Maybe the intermediate-mass black hole was only a cluster of stellar-mass black holes.


"Main) The dense star cluster Omega Centauri as seen by the La Silla Observatory; (inset top) an intermediete mass black hole; (inset bottom) a cluster of stellar mass black holes. (Image credit: ESO/Robert Lea)" (LiveScience, Missing link' black hole found? Not so fast, new study says)

The intermediate-mass black hole in Omega Centauri is only the stellar-mass black hole cluster. That thing means that the intermediate-mass black hole waits for its finder. The intermediate-mass black holes might be far rarer than nobody imagines. 

When the black hole collides with another black hole it raises its mass. That means the intermediate-mass black hole can be the intermediate stage for the black hole. 

If an intermediate-mass black hole exists its event horizon area versus volume is far smaller than in a stellar-mass black hole. That means intermediate-mass black hole vaporization is slower than stellar-mass black hole. That thing causes a situation in the intermediate-mass black hole that raises its mass faster than the stellar-mass black hole. 

The intermediate-mass black hole can also pull far more material inside it than a stellar-mass black hole. The stellar-mass back holes can form intermediate-mass black holes when they collide. Or that thing can form when some very massive stars collide. 

But the fact is that: the intermediate-mass black hole can require very special conditions like cases where the massive- or top-mass stellar black hole arrives in the solar system and pulls the star and its planets inside it very fast. 

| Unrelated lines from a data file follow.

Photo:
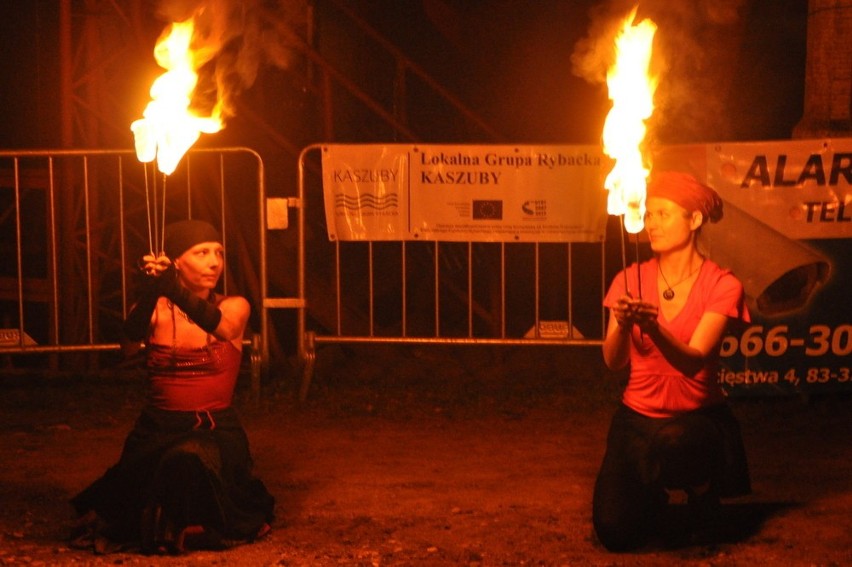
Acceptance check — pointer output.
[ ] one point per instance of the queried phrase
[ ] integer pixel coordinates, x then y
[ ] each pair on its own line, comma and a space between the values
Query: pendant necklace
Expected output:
668, 293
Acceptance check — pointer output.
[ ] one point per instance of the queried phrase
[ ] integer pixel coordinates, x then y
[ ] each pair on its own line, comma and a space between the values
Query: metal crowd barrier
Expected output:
438, 293
74, 221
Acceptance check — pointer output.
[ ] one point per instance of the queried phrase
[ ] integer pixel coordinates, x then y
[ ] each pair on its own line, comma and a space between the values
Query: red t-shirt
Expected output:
655, 388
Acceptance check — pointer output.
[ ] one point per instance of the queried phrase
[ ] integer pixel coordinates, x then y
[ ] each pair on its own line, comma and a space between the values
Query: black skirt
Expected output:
181, 469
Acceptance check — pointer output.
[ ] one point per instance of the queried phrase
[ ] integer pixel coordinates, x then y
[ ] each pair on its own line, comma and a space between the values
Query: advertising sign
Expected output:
464, 193
786, 234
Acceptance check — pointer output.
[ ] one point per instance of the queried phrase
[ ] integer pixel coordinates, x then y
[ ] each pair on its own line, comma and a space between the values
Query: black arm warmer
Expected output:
138, 321
202, 312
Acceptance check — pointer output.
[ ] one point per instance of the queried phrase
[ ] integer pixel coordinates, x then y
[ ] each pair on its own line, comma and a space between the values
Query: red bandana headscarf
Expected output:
688, 192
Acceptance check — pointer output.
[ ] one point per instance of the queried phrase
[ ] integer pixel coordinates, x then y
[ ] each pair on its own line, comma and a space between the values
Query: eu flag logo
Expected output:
488, 210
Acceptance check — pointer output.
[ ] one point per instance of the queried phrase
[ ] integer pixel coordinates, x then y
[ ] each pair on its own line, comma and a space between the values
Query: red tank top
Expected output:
193, 379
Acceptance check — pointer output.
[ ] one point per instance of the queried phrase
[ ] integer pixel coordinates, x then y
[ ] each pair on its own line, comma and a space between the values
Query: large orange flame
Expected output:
631, 90
169, 127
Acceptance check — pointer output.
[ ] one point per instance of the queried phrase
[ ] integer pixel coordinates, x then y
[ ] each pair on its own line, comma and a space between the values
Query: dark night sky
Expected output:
511, 60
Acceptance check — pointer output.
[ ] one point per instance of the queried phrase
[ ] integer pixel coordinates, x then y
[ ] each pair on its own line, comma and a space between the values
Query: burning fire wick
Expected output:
631, 90
169, 126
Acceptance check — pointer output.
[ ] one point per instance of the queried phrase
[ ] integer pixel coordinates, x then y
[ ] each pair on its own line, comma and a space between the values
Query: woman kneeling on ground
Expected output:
184, 478
673, 430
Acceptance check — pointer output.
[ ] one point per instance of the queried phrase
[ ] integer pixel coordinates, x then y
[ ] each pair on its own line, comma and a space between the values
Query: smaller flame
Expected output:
168, 127
631, 90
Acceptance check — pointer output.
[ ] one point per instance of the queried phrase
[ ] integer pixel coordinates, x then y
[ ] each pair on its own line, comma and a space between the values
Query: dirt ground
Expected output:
430, 456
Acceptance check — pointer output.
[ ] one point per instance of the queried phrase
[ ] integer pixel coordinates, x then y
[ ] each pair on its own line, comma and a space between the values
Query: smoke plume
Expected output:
695, 51
233, 40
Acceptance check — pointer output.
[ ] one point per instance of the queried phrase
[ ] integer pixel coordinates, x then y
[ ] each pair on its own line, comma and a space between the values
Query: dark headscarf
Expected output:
688, 192
183, 235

But the thing is that our knowledge about black holes rises all the time. In some models, the back hole follows the structure of the Mandelbrot fractal set. That means its gravity and other energy fields stretch around its spin axle. That thing creates a nose for the black hole. And that nose can explain the black hole relativistic jet. 

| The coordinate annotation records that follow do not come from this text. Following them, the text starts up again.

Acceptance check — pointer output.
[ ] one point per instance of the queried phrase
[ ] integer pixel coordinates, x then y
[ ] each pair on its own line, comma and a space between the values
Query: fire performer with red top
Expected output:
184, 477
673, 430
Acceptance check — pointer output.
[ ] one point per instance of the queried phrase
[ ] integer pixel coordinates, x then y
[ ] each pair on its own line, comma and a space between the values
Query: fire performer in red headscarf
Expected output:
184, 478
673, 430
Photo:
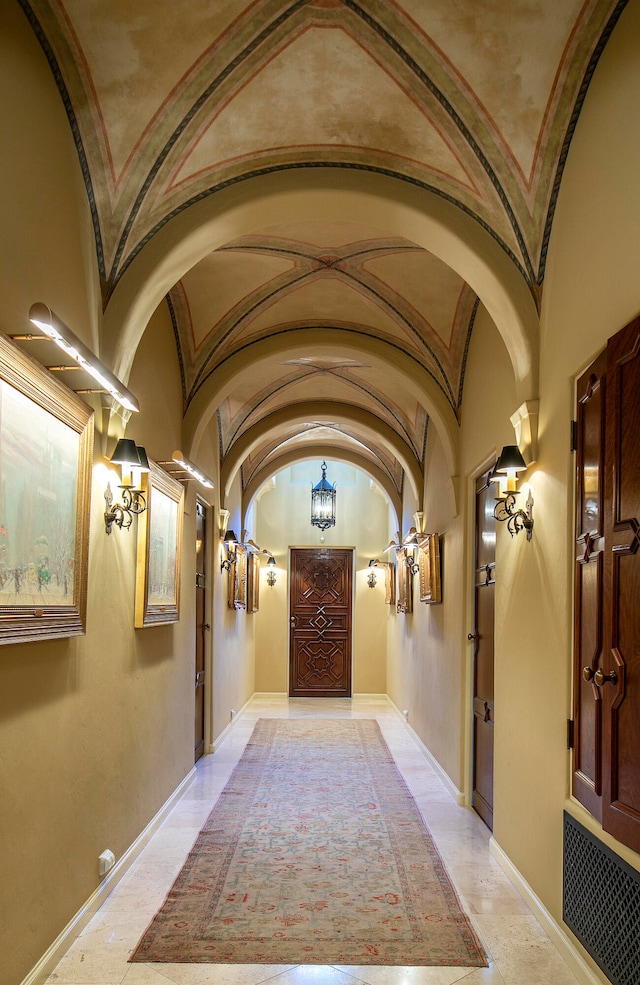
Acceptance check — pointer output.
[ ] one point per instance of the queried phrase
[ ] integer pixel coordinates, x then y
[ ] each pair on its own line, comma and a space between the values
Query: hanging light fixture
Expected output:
323, 502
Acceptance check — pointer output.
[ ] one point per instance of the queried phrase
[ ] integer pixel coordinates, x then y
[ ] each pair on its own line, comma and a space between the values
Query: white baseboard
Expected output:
41, 971
558, 936
457, 795
219, 739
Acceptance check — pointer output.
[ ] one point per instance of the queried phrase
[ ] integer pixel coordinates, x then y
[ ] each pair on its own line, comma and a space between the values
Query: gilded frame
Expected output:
430, 569
405, 583
237, 589
159, 551
46, 482
253, 588
389, 582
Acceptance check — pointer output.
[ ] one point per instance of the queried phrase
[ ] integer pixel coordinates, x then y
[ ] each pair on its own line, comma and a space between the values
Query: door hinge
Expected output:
570, 732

Mandelbrot fractal and black holes. 



The Mandelbrot fractal or Mandelbrot set offers the possibility to simulate structures and material and energy flows in the black hole. When we think about things like black holes and their models as the whirls that they pull inside their event horizons we sometimes forget that black holes are far more than some acceleration disks and event horizons. Their effect on their environment is far larger than people normally think. 

If the Mandelbrot fractal can be used to model the black hole interactions.  

That can explain some parts of the dark matter and dark energy. As you see the black hole would be the main whirl and it forms multiple sub-whirls around the event horizon and relativistic jets. 

Maybe the friction between those whirls and the main structure makes it possible for those whirls. 

Those whirls can transport energy out from the black hole. 

Whirls around back holes and their relativistic jets can form so-called parasite black holes around them.  

If there is a whirl in the gravity field. That can form a hole in the event horizon. 

Maybe Hawking radiation exists but for escaping from the black hole that radiation requires an extremely high energy level. So when hypothetical Hawking radiation comes out from the black hole. It impacts the event horizon and stretches into another radiation type like gravitational waves. 

And maybe those strange whirls can explain things like dark energy. Maybe those whirls just change the wavelength of some other wave movements or radiation types and transform things like gravity waves into some other wave movement. 

It explains why we cannot detect Hawking radiation. 

That thing can be the thing that helps to form the black hole and its interaction with its environment. 

Spiral galaxies are the material disks around supermassive black holes. That tells how large the area of the interaction between black holes and their environment is.